The research described in this thesis was concerned with vitamin A, iron and zinc deficiency in pregnant and lactating women and in infants. The effects of supplementation withβ-carotene, iron and zinc on micronutrient status, growth, pregnancy outcome and immune function, and interactions between micronutrients were investigated.
Deficiencies of vitamin A, iron and zinc are prevalent worldwide. Vitamin A deficiency leads to increased risk of morbidity and mortality, and vitamin A supplementation can reduce child mortality by 20-30%, regardless of the prevalence of xerophthalmia in the population. In developing countries, pro-vitamin A carotenoids, especiallyβ-carotene, from plant foods is the most important source of vitamin A, but bioavailability and conversion are highly variable, and less than often assumed. Iron deficiency is the most common micronutrient deficiency globally, affecting over 50% of the women in developing countries. Iron deficiency leads to anaemia, but in children also to delayed psychomotor development and impaired learning, and possibly affects immunocompetence. Diets rich in phytate and low in animal products result in a low availability of iron, and predisposes to iron deficiency.

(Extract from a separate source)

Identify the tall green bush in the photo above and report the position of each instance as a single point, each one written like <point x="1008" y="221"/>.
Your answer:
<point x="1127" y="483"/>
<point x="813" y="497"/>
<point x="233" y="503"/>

Zinc availability is impaired by the same factors as iron, and hence zinc deficiency is presumed to be very widespread also. Zinc status however, is difficult to assess due to homeostasis, and the absence of real body stores. Zinc deficiency causes especially growth impairment and decreased immunocompetence, although probably many metabolic functions are affected.
In Indonesia, both vitamin A deficiency and iron deficiency are major health problems, affecting especially pregnant and lactating women, and infants. Zinc deficiency is also thought to be important, and has been implicated in the growth impairment commonly seen in infants in Indonesia. Also, maternal and infant mortality remain high, despite significant improvements in vaccination coverage and access to primary health care. There are several programmes in Indonesia to combat vitamin A and iron deficiency. For example, there is a national iron and folic acid supplementation programme for pregnant women, and there is a programme for intermittent high dose vitamin A supplementation with capsules for children. The vitamin A supplementation programme has successfully decreased the prevalence of xerophthalmia, but marginal vitamin A deficiency remains a problem. Also, because of possible toxicity, young infants and pregnant women are not included in the vitamin A supplementation programme.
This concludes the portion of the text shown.